Sunday, February 01, 2009

Asynchronous Write Behinds and the Repository Pattern

The following is a typical implementation of service methods of the domain model of an application. The Repository is injected and is used to persist the domain model or lookup objects from the underlying store. The entire storage and the mechanics of the underlying retrieval is abstracted within the DAO / Repository layer.

public class RestaurantServiceImpl implements RestaurantService {

  @Autowired
  public RestaurantServiceImpl(..) {
    //..
  }

  // injected
  private final RestaurantRepository restaurantRepo;

  public void storeRestaurants(List<Restaurant> restaurants) {
    restaurantRepo.store(restaurants);
  }
}


In a typical layered architecture, the database often proves to be the hardest layer to scale. And in the above implementation, restaurantRepo.store() is a synchronous method that keeps you in abeyance till the data gets persisted across all the layers of your architecture down to the bits and pieces of the underlying relational store. Of course it can be any other store as well - after all, the repository is an abstraction, so it doesn't matter to the application whether you use a relational database, a native file system or a document database underneath. But you get the idea, synchronous communication with the database / hard disk often turns out to be the bottleneck here.

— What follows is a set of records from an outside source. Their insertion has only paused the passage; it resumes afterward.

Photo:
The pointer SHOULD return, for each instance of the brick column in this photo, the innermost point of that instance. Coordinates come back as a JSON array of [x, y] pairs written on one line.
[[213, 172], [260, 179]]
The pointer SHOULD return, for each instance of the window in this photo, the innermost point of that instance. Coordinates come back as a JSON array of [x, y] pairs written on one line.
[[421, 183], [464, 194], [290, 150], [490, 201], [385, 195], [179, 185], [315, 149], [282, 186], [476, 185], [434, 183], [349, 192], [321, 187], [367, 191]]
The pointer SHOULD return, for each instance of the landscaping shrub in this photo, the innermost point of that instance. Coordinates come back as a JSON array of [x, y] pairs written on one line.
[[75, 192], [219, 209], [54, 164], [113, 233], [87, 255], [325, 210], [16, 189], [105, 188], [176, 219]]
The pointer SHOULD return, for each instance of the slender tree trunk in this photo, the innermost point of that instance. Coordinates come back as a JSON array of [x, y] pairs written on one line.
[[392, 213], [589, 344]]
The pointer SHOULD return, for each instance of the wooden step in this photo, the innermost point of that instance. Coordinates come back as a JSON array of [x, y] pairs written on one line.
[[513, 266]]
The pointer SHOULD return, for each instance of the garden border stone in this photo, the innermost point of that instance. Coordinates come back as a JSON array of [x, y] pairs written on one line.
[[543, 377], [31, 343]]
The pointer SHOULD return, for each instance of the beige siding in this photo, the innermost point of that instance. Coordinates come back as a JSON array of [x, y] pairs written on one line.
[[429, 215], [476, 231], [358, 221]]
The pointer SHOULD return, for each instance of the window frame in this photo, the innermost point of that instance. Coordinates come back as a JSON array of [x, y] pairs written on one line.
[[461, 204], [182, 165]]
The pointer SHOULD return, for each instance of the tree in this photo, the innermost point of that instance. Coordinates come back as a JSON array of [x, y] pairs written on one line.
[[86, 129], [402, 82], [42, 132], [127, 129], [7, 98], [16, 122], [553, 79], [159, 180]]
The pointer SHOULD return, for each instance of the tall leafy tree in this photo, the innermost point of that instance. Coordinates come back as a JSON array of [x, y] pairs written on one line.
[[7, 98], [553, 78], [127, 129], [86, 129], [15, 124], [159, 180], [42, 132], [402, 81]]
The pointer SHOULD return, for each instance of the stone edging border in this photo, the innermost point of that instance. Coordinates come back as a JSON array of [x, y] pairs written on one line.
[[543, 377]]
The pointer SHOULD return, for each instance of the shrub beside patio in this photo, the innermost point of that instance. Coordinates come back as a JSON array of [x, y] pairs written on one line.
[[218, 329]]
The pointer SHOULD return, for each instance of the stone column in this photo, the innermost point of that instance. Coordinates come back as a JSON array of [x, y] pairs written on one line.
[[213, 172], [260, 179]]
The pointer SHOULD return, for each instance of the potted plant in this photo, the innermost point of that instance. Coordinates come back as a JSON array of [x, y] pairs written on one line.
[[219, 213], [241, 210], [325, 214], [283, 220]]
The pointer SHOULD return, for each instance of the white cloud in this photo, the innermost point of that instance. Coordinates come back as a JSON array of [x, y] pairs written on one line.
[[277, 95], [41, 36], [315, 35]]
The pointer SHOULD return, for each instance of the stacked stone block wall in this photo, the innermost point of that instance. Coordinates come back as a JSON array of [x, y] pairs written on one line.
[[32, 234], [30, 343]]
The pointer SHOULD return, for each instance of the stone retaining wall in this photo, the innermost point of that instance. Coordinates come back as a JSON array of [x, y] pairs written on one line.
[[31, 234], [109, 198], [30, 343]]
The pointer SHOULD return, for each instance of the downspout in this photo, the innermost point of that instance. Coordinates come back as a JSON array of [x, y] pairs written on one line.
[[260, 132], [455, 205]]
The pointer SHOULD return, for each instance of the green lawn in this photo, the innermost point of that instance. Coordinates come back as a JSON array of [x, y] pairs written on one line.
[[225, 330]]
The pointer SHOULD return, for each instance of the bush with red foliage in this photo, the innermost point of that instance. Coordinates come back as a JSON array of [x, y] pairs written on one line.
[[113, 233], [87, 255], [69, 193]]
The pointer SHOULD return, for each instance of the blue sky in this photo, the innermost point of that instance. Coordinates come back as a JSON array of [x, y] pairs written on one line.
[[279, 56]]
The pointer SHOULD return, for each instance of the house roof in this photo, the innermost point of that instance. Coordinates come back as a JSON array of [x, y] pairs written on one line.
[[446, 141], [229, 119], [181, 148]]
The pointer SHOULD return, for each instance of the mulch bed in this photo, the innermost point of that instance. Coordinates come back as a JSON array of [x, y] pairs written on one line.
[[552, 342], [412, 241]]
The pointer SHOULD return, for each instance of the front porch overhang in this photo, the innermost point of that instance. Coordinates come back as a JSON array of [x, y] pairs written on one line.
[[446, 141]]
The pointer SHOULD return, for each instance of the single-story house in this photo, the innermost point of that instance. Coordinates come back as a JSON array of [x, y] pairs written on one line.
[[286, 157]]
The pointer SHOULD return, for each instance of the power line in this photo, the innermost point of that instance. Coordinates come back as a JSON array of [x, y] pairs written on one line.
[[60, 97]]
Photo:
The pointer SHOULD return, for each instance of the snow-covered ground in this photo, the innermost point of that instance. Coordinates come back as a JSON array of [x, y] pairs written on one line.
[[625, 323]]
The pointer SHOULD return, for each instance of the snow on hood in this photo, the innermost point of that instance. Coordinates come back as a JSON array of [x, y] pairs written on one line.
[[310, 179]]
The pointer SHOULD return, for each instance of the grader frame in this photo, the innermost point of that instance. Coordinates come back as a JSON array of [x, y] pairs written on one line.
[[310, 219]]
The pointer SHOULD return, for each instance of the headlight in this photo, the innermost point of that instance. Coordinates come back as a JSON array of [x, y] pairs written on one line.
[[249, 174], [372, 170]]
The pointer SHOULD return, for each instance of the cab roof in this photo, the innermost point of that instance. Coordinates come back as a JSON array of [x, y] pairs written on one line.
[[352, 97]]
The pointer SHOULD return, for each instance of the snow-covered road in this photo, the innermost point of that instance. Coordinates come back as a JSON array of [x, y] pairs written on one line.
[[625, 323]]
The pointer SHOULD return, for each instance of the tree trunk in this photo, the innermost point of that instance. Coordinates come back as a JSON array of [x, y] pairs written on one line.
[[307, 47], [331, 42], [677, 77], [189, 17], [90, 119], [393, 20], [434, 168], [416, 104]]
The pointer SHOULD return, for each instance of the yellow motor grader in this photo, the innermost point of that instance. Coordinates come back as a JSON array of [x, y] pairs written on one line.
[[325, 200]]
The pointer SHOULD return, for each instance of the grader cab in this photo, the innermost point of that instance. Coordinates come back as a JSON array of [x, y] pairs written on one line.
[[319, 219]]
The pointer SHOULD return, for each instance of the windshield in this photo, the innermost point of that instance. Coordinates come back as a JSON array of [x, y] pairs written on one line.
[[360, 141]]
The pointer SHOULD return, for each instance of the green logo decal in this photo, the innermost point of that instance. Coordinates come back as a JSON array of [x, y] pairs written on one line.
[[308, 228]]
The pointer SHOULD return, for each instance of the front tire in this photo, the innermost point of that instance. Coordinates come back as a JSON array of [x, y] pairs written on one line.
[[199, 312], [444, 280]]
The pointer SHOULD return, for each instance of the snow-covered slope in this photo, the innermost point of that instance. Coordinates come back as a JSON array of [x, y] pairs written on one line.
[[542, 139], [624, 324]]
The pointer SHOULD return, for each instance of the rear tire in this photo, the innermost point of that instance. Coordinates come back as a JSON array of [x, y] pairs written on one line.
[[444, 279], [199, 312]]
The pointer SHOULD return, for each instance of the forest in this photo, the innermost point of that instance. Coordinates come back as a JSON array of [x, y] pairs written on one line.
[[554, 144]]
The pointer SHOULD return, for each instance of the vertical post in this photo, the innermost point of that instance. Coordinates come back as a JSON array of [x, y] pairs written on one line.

Terracotta provides a nice option of virtualizing your interaction with the database. Async tim (Terracotta Integration Module) provides asynchronous write behind to the database, while the application works on in-memory data structures. Terracotta offers network attached memory with transparent JVM clustering that allows data structures to be *declaratively* clustered. The value proposition here is that, the user can work on the object model, using POJOs, delegating the concerns of persistence to an asynchronous Terracotta process.

Here is an example of the above service extended to handle asynchronous write behinds ..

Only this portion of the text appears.